Church destroyed by fire

The Walnut Corner Church of Christ in rural Bismarck was destroyed in a fire Monday night. The cause is believed to have been lightning.

BISMARCK — Debris from a Monday night fire that destroyed the Walnut Corner Church of Christ in rural Bismarck was still smoldering Tuesday.

A steady stream of vehicles passed by and stopped to look at the fire scene, including one man who said his parents were buried at the Walnut Corner Cemetery on the other side of the road.

Bismarck Community Fire Protection District Chief Eric Johnson said the fire is believed to have been caused by lightning in Monday night’s storm.

The fire call came in at 5:20 p.m. Monday. The church is in the southeast corner of the fire protection district, at 2400 North and 2050 East roads.

“It’s a really old church,” Johnson said.

The church dates back many years, but was no longer being used by a church congregation.

The last few years, it was being used for weddings and family events, according to Johnson.

Upon arrival, Bismarck firefighters found the wood frame structure, that had some brick around it, totally engulfed by fire.

The fire apparently occurred right toward the end of the storm, Johnson said.

“That’s our best guess,” he said about lightning causing the fire.

There was no power or gas to the building, he said.

Bismarck responded with about 10-12 firefighters and seven fire trucks.
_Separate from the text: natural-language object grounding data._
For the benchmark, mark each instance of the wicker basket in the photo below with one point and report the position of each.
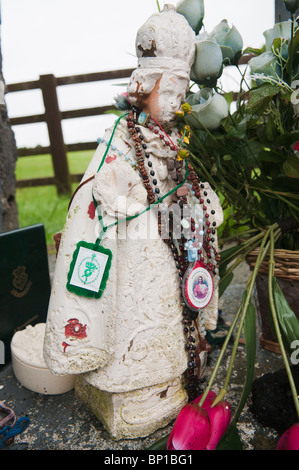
(286, 271)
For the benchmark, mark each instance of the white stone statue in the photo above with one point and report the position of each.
(126, 337)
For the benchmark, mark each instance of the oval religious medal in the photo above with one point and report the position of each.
(198, 287)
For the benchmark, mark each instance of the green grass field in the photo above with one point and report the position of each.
(42, 204)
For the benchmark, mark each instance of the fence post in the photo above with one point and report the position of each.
(53, 120)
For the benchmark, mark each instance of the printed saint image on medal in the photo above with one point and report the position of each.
(89, 270)
(198, 288)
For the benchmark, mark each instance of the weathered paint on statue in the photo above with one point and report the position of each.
(127, 344)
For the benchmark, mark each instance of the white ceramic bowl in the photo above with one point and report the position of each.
(30, 369)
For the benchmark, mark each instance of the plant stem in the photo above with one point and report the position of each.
(220, 357)
(250, 285)
(276, 325)
(241, 313)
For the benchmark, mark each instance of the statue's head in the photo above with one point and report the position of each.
(165, 47)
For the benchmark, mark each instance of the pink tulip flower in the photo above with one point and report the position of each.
(200, 428)
(290, 439)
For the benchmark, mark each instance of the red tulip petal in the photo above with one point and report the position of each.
(219, 417)
(290, 439)
(191, 430)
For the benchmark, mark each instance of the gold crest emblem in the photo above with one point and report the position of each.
(20, 282)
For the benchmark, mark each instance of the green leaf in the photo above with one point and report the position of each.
(270, 156)
(288, 322)
(291, 167)
(250, 342)
(224, 283)
(227, 255)
(230, 440)
(261, 96)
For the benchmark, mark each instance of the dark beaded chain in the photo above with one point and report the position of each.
(192, 374)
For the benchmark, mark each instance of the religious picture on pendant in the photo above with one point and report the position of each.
(198, 287)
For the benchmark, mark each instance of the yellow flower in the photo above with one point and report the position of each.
(186, 108)
(182, 154)
(180, 113)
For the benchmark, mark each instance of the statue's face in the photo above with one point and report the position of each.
(159, 93)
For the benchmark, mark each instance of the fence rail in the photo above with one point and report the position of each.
(52, 116)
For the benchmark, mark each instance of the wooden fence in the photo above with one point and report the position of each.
(52, 117)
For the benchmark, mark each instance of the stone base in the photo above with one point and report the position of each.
(134, 414)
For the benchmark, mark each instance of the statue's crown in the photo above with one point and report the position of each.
(166, 41)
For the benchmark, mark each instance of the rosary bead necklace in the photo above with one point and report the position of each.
(186, 251)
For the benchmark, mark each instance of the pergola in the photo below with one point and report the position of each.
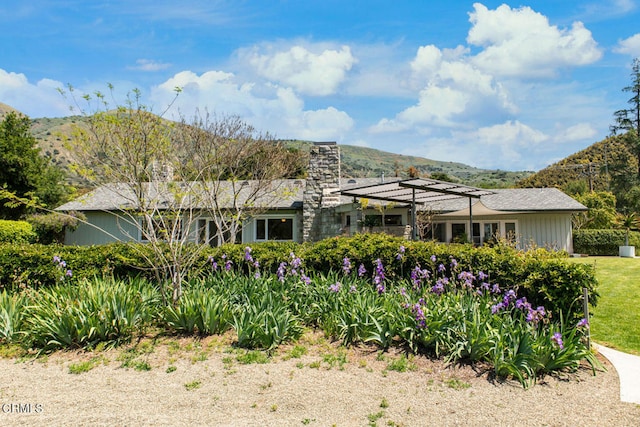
(415, 191)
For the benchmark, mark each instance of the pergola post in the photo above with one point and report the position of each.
(470, 223)
(414, 234)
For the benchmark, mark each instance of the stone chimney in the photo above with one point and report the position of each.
(320, 195)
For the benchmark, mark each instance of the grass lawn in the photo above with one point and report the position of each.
(616, 319)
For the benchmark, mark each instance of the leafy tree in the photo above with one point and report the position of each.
(628, 119)
(237, 167)
(601, 213)
(24, 174)
(627, 222)
(173, 174)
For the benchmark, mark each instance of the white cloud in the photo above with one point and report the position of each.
(309, 73)
(452, 92)
(629, 46)
(149, 65)
(522, 43)
(578, 132)
(41, 99)
(274, 109)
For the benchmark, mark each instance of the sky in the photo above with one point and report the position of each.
(510, 86)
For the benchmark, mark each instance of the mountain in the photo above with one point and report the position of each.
(592, 168)
(356, 161)
(4, 109)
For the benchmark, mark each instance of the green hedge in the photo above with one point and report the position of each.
(16, 232)
(602, 242)
(546, 278)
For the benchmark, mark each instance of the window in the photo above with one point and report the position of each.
(162, 229)
(208, 233)
(376, 220)
(277, 228)
(435, 231)
(459, 232)
(491, 231)
(510, 231)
They were on the scene for about three hours.

They were assisted by tankers from Bluegrass and Rossville Area fire protection districts and a couple of crews from Lynch Area and Kickapoo fire protection districts.
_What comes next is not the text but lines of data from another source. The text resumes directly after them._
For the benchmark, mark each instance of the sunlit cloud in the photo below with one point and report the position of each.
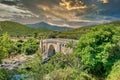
(70, 6)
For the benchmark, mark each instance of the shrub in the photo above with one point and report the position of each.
(94, 49)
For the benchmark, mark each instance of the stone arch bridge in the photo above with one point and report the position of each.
(51, 46)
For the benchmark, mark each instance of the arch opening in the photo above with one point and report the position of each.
(51, 51)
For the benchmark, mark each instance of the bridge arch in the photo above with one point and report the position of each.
(51, 51)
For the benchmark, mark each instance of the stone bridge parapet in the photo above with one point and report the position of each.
(49, 47)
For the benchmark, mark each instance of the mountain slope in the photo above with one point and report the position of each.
(51, 27)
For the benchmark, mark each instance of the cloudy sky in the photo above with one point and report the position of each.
(72, 13)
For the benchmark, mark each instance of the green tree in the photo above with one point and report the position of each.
(5, 46)
(94, 49)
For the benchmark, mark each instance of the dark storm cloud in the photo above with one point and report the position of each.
(71, 12)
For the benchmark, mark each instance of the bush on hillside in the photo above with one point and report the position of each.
(94, 49)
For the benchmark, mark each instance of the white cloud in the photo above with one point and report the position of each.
(8, 12)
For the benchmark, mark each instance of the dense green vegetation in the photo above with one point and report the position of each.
(16, 29)
(96, 57)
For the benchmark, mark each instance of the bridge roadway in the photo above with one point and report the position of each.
(49, 47)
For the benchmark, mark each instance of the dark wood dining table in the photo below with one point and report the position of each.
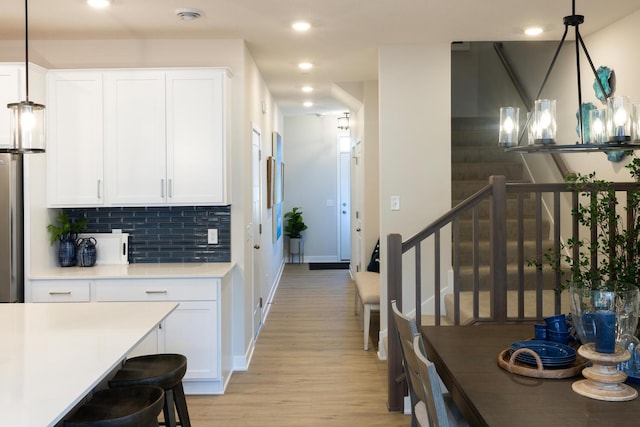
(466, 357)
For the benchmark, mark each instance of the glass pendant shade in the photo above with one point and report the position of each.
(509, 126)
(635, 122)
(597, 127)
(27, 133)
(545, 121)
(619, 119)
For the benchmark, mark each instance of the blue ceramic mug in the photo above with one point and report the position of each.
(557, 323)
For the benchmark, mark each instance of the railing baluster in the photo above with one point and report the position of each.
(556, 247)
(476, 263)
(520, 255)
(436, 281)
(539, 284)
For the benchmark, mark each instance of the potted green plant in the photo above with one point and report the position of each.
(65, 231)
(612, 282)
(294, 227)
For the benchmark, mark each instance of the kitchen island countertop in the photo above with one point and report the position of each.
(53, 355)
(146, 270)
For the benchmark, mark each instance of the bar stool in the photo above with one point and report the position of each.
(123, 407)
(161, 370)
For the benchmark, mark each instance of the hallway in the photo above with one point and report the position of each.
(309, 368)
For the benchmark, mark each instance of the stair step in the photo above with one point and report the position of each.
(484, 227)
(486, 123)
(482, 171)
(465, 280)
(484, 309)
(483, 153)
(528, 208)
(484, 251)
(462, 189)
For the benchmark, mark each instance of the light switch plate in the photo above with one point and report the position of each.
(212, 236)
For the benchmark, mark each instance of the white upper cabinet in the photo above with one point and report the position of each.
(165, 138)
(196, 155)
(75, 148)
(135, 135)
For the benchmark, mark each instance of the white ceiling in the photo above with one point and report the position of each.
(342, 43)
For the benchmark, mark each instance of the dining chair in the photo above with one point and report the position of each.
(407, 330)
(430, 406)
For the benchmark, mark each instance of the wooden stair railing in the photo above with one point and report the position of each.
(549, 204)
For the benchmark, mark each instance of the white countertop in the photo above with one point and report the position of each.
(146, 270)
(55, 354)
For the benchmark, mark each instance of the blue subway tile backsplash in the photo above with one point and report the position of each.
(165, 234)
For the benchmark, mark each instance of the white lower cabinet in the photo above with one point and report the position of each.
(194, 329)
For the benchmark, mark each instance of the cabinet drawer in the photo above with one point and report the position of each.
(60, 291)
(157, 290)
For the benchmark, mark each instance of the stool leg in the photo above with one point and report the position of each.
(181, 405)
(367, 320)
(169, 413)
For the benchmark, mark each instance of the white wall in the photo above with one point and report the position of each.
(310, 155)
(415, 148)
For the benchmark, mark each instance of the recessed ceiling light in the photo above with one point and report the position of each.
(301, 26)
(189, 14)
(99, 4)
(533, 31)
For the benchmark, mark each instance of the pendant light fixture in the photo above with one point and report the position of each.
(343, 121)
(540, 125)
(26, 117)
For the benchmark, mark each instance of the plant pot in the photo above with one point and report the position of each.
(294, 245)
(586, 302)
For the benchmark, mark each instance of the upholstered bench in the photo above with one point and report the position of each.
(368, 293)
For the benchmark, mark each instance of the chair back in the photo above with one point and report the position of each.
(430, 381)
(407, 330)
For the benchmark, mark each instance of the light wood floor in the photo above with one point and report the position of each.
(309, 366)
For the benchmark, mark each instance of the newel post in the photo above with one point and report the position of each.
(394, 291)
(498, 236)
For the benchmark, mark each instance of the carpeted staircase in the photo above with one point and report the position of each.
(475, 156)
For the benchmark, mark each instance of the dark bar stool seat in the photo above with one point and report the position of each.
(162, 370)
(120, 407)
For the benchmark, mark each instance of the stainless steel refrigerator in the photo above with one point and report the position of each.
(11, 229)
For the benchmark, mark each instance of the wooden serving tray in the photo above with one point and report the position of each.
(509, 363)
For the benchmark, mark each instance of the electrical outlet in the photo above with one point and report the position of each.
(212, 236)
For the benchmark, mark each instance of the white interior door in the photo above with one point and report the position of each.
(356, 152)
(345, 206)
(256, 230)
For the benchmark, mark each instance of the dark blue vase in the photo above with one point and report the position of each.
(67, 251)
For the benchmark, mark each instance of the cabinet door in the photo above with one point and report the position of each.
(135, 135)
(192, 330)
(196, 165)
(75, 157)
(9, 92)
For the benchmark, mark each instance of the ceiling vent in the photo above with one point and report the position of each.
(188, 14)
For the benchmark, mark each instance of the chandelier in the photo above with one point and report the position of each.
(616, 128)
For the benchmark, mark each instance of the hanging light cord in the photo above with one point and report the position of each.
(574, 21)
(26, 47)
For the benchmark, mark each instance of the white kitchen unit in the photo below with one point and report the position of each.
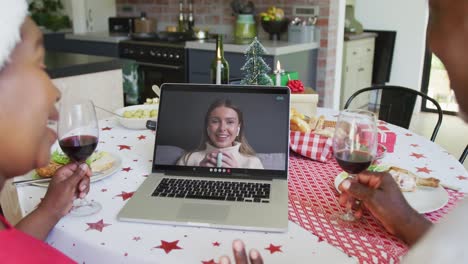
(358, 58)
(91, 15)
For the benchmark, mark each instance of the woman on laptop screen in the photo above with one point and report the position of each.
(223, 143)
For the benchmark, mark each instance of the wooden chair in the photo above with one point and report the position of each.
(393, 104)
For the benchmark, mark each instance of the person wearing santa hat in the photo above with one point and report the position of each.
(27, 104)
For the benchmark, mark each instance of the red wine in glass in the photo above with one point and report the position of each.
(79, 148)
(353, 162)
(78, 133)
(354, 145)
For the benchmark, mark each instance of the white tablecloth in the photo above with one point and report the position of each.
(101, 238)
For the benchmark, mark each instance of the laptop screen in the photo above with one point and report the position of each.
(222, 130)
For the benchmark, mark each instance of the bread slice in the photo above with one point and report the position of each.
(49, 170)
(408, 181)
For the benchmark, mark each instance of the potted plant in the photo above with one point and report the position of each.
(245, 30)
(49, 14)
(274, 22)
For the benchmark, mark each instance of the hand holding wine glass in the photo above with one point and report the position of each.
(355, 144)
(78, 137)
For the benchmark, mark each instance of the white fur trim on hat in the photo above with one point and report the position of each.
(12, 15)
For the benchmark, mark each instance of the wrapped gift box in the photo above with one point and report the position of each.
(387, 138)
(284, 77)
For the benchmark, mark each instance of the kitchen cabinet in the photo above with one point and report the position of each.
(358, 58)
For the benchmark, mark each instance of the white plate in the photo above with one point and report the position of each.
(423, 200)
(115, 167)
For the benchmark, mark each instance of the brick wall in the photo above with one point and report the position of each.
(215, 13)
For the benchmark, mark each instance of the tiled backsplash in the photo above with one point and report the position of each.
(217, 15)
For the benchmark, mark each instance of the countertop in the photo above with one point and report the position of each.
(62, 64)
(98, 37)
(272, 47)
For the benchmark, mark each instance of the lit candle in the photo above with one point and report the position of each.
(278, 73)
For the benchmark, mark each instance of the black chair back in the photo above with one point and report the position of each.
(394, 104)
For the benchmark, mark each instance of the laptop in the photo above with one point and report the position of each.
(190, 184)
“We’ll do some local investigation. It’ll just be deemed as unknown,” Johnson said about the fire’s cause.

He said the church was open concept, with one giant auditorium-style room and a basement.
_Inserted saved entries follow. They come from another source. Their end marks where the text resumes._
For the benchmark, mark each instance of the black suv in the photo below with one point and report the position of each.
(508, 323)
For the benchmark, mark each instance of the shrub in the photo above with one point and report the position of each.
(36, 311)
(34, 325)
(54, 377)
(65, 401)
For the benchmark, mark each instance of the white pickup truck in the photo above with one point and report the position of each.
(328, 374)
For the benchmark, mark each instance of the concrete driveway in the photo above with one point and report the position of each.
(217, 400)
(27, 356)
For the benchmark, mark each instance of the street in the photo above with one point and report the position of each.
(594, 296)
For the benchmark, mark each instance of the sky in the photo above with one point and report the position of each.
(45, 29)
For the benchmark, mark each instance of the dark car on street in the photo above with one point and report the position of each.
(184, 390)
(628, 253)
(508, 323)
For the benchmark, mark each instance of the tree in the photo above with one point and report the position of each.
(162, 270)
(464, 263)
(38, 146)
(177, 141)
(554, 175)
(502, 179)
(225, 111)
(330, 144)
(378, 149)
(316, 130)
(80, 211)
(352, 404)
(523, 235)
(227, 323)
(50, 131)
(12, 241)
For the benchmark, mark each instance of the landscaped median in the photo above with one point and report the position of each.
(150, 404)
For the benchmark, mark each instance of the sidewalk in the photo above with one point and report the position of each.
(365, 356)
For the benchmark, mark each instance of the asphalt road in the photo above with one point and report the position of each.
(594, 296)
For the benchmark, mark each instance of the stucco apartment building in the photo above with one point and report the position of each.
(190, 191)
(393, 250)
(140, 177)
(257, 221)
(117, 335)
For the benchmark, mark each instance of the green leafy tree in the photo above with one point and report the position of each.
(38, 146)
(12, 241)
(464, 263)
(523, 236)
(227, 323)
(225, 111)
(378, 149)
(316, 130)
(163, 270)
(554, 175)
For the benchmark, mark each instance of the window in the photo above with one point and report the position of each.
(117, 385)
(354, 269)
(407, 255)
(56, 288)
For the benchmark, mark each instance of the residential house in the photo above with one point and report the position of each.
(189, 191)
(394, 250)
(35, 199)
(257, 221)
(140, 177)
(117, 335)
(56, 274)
“It wasn’t very big,” he said of the building. “There was just no place for the fire to stop (and it) went quick.”


The storm that rolled through the area Monday night also caused local tree damage and power outages that continued into Tuesday.

According to Danville Public Works Director Carl Carpenter, the city had widespread, but sporadic trees and limbs down.

“Some downed trees took power lines with them,” he said.

The city had crews out Monday night to make sure roads were cleared. On Tuesday, public works employees were going back and cutting up and taking to the yard waste site all debris that was in roads or public right-of-ways.